Tax professionals are often targeted for cyberattacks and hacking by criminal syndicates that are technologically savvy and well-funded. The cybercriminals either trick or hack their way into a tax pro’s computer systems to access client data. They can then use stolen data to file fraudulent tax returns that make it hard for the IRS and the states to detect because the false returns use real financial information.

The Security Summit is urging tax pros to use multi-factor authentication to safeguard their tax prep software accounts. All tax software providers now offer multi-factor authentication options, which require more than just a username and password to access accounts. The feature is available on tax prep products for both tax professionals and taxpayers. Tax pros should also continue to use anti-virus software, strong password phrases and virtual private networks to protect the connections between their telework locations and offices.

They should also consider encouraging clients to sign up for Identity Protection PINs. The IRS now offers IP PINs to all taxpayers who can verify their identities online, on the phone with an IRS employee after filing a Form 15227 or in person. The IP PIN is a six-digit number that is known only to the taxpayer and the IRS. It helps prevent an identity thief from filing a fraudulent return in the taxpayer’s name. Tax pros cannot get an IP PIN for their clients. Clients need to verify their identities to the IRS by going to the “Get an IP PIN” tool on IRS.gov.

Tax pros should also be aware of unemployment insurance identity theft. One of the biggest scams last year involved identity thieves who used stolen identities to file for unemployment compensation benefits with the states during the pandemic-induced economic downturn. States issue Forms 1099-G to taxpayers and the IRS to report taxable unemployment income. For 2020, some taxpayers received multiple Forms 1099-G from states as thieves used their names to steal benefits.
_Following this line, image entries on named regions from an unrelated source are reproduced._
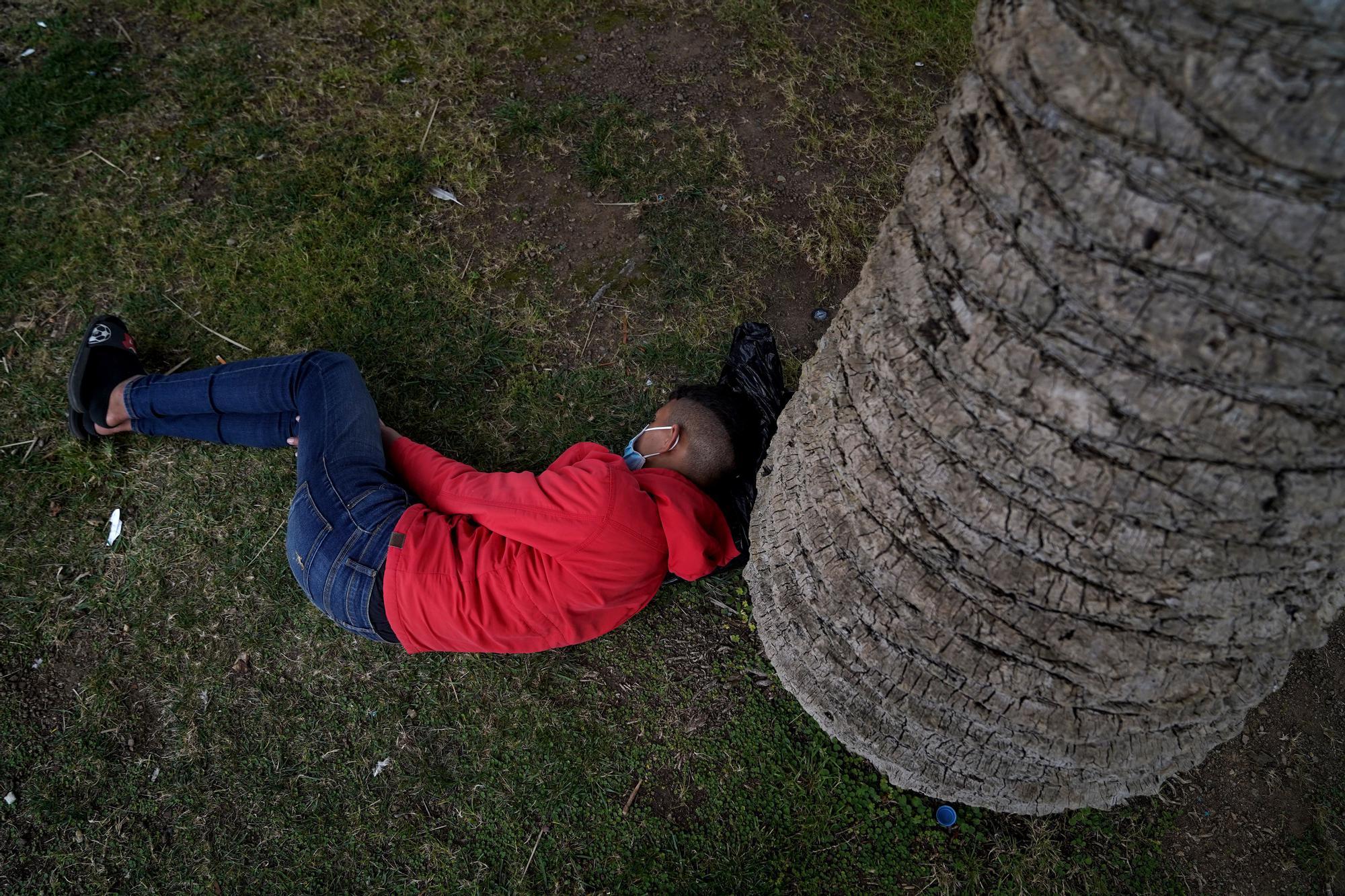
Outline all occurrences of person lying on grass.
[67,315,752,654]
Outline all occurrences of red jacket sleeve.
[387,436,621,557]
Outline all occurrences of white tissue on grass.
[429,187,465,208]
[108,507,121,548]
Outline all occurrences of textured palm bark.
[748,0,1345,814]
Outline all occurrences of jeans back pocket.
[285,482,332,597]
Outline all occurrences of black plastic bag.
[712,323,794,572]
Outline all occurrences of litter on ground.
[108,507,121,548]
[429,187,467,208]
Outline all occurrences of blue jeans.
[125,351,410,643]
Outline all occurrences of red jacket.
[383,438,738,654]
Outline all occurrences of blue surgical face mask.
[621,426,682,470]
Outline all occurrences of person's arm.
[385,430,615,556]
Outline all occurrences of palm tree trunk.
[748,0,1345,814]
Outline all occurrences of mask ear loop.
[636,426,682,460]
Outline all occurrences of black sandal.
[66,315,145,441]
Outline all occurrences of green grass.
[0,0,1275,893]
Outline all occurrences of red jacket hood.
[633,467,738,581]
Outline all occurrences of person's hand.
[378,417,402,451]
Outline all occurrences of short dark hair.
[668,383,759,489]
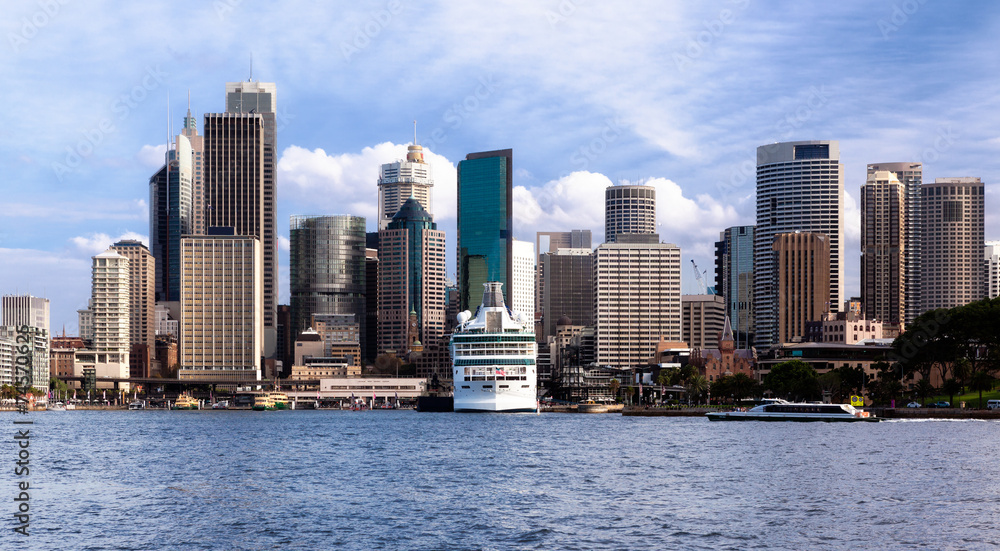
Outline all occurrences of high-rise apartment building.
[378,145,434,231]
[860,170,909,327]
[773,232,831,344]
[288,215,368,362]
[111,239,156,377]
[149,134,192,301]
[458,149,514,310]
[510,239,535,320]
[920,177,986,312]
[539,247,594,338]
[754,140,844,347]
[681,295,735,350]
[862,162,924,323]
[594,243,681,368]
[378,197,447,357]
[604,185,656,243]
[985,241,1000,298]
[715,226,754,349]
[177,231,264,384]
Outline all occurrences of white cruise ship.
[451,282,538,412]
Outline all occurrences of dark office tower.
[754,140,844,348]
[862,163,923,323]
[149,135,194,301]
[288,215,367,362]
[715,226,754,349]
[540,251,594,337]
[221,82,278,358]
[860,170,909,334]
[920,178,986,312]
[458,149,514,310]
[378,197,446,357]
[604,186,656,243]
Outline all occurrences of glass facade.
[458,149,513,310]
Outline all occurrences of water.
[0,411,1000,550]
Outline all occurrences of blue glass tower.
[458,149,514,310]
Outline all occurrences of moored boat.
[706,400,881,422]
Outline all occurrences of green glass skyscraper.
[458,149,514,310]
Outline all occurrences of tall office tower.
[754,140,844,348]
[149,134,193,302]
[604,185,656,243]
[681,295,735,350]
[594,243,681,368]
[510,239,535,320]
[458,149,514,310]
[0,295,50,333]
[378,197,447,357]
[985,241,1000,298]
[91,249,131,364]
[860,170,909,328]
[179,100,205,235]
[111,239,156,377]
[366,249,379,363]
[177,233,264,384]
[378,145,434,231]
[288,215,368,362]
[866,162,924,323]
[535,230,594,330]
[219,82,278,358]
[539,247,594,338]
[715,226,754,349]
[920,178,986,312]
[773,232,832,344]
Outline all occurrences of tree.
[764,360,820,401]
[969,371,993,409]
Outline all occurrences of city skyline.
[0,1,1000,333]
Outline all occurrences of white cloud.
[278,142,457,229]
[135,144,167,170]
[69,231,149,255]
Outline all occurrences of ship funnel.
[483,281,504,308]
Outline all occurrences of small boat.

Tax pros should also avoid “spear phishing” scams. One of the most pervasive tactics used by identity thieves against tax pros is called spear phishing. Thieves take time to craft personalized emails to entice tax professionals to open a link embedded in the email or open an attachment. Last year, tax pros were particularly vulnerable to spear phishing scams from thieves posing as potential clients. Some cybercriminals would carry out email conversations with their target for days before sending the email containing a link or attachment. The link or attachment would secretly download software onto the tax pros’ computers that will give thieves remote access to the tax professionals’ systems.

Tax pros should also recognize the signs of identity theft. Many tax pros who report data thefts to the IRS admit they’re unaware of the signs that a theft had occurred. Some of the telltale signs include multiple clients suddenly receiving IRS letters asking for confirmation that they filed a tax return deemed suspicious. Tax professionals may see e-file acknowledgements for far more tax returns than they filed. Computer cursors may seem to move on their own.

The IRS plans to provide more cybersecurity information for tax pros every Tuesday over the next five weeks.

The summer series on cybersecurity coincides with the annual IRS Nationwide Tax Forums, which are being held virtually this summer over a five-week period starting July 20. The 2021 Forums feature three webinars focused on cyber- and information security that will be live streamed as follows:

“Cybersecurity for Tax Professionals – Advanced Session,” presented by the American Coalition for Taxpayer Rights, July 28 at 2 p.m. ET.

“Helping You and Your Clients Steer Clear of Fraud and Scams,” presented by the Treasury Inspector General for Tax Administration, Aug. 4 at 11 a.m. ET.

“IRS Criminal Investigation: Deeper Dive into Emerging Cyber Crimes and Crypto Tax Compliance,” Aug. 5 at 11 a.m. ET.